# Ravi Zacharias- Why I am not an Athiest



## SemperFiDawg (Sep 17, 2013)

Here is Ravi addressing the shortcomings of Athiesm as he makes his case regarding why he is not an Athiest.  It's classic Ravi; concise and clear.

www.youtube.com/watch?v=d6aDoOzYN-U


----------



## 1gr8bldr (Sep 17, 2013)

Now I remember why I can't take him. He never gets to the point. Goes on and on with stories. I always watch with the idea that I will show his point to be based on an assumption, but it gets hard to do cause he never gets to the point. Rather, I never listen far enough to hear it


----------



## WaltL1 (Sep 18, 2013)

All he had to say was "because I believe in God".
Probably wouldn't get paid near as much for that though.


----------



## SemperFiDawg (Sep 18, 2013)

Pretty good ovation for Princeton.  I guess somebody appreciated it.


----------



## 1gr8bldr (Sep 19, 2013)

SemperFiDawg said:


> Pretty good ovation for Princeton.  I guess somebody appreciated it.


As far as speakers go. He is a good one. His stories entertain. He is very popular. I have always had a hard time defining his points.


----------



## greatwhitebuffalo (Sep 19, 2013)

I really like listening to him. But, I can also understand why some folks might not care for him.

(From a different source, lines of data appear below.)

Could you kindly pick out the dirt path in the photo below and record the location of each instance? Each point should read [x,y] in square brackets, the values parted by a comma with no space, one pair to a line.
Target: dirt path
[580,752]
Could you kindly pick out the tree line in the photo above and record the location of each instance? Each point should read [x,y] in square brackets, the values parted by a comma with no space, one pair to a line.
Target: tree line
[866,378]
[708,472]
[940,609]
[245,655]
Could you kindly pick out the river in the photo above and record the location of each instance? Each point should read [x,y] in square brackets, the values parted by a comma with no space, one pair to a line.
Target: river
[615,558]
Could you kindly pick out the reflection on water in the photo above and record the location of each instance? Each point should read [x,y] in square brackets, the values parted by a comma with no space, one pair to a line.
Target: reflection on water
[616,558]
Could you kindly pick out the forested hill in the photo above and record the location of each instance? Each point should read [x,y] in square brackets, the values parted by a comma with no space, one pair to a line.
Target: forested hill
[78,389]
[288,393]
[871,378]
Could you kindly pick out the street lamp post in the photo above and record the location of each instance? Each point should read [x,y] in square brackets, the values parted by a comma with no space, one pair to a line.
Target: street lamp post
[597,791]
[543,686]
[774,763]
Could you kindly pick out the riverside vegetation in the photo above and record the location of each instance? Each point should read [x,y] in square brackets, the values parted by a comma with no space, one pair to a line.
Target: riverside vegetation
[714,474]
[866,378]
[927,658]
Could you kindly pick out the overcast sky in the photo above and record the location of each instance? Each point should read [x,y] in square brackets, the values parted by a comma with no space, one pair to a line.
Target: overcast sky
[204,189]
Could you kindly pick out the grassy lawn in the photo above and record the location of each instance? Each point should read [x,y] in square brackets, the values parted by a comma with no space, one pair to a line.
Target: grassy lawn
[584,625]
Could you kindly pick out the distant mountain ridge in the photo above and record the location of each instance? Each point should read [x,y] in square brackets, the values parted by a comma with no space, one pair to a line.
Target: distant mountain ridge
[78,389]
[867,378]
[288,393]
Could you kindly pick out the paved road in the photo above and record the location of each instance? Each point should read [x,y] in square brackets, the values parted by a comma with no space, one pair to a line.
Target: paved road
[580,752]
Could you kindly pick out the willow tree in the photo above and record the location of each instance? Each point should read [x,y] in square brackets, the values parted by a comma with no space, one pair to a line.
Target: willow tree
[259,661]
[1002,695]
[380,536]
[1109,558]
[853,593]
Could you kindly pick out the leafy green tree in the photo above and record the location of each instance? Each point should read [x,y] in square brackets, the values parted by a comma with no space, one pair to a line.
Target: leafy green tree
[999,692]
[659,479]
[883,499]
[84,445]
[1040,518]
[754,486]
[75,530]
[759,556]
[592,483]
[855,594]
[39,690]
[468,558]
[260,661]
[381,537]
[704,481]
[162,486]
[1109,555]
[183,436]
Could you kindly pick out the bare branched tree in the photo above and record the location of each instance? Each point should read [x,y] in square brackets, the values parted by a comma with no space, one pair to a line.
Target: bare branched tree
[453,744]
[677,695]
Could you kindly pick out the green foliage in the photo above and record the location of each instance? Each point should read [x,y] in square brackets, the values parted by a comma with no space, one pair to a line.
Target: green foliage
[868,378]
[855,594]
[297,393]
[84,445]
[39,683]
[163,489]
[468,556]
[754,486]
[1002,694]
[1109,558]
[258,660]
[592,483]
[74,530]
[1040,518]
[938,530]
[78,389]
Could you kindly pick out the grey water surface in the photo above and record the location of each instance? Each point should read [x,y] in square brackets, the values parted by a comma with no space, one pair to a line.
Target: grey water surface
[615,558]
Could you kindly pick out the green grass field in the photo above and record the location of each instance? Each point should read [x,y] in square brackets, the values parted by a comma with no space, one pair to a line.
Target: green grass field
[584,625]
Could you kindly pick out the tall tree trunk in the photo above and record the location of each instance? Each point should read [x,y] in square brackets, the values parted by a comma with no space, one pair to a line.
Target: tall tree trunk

I'm just happy you believe. Thanks!


----------



## Artfuldodger (Sep 19, 2013)

I watched a little bit of it. I'm not sure what he was trying to define.
Is he saying it's better to believe in a God than to not believe in a God. At least that's the point I gathered. If you don't believe in a God you can't understand the concept of space, time, and life.
I would assume if I listened to the whole sermon he would explain why Christianity trumps the other religions.


----------



## Artfuldodger (Sep 20, 2013)

Believing in a God does help explain a lot about the meaning of life and our final destiny but many people who believe in a God will not ever enter Heaven.


----------



## ambush80 (Sep 20, 2013)

Artfuldodger said:


> Believing in a God does help explain a lot about the meaning of life and our final destiny but many people who believe in a God will not ever enter Heaven.




Is that the truth or your opinion?


----------



## Artfuldodger (Sep 20, 2013)

ambush80 said:


> Is that the truth or your opinion?



It's the truth, so help me God.

At least I don't put Atheist in a different category from other non Christian believers. I could use Ravi's reasoning for Hindu or Wiccan believers just as well as Christians.
They have explained the meaning of life and destiny by following their God.


----------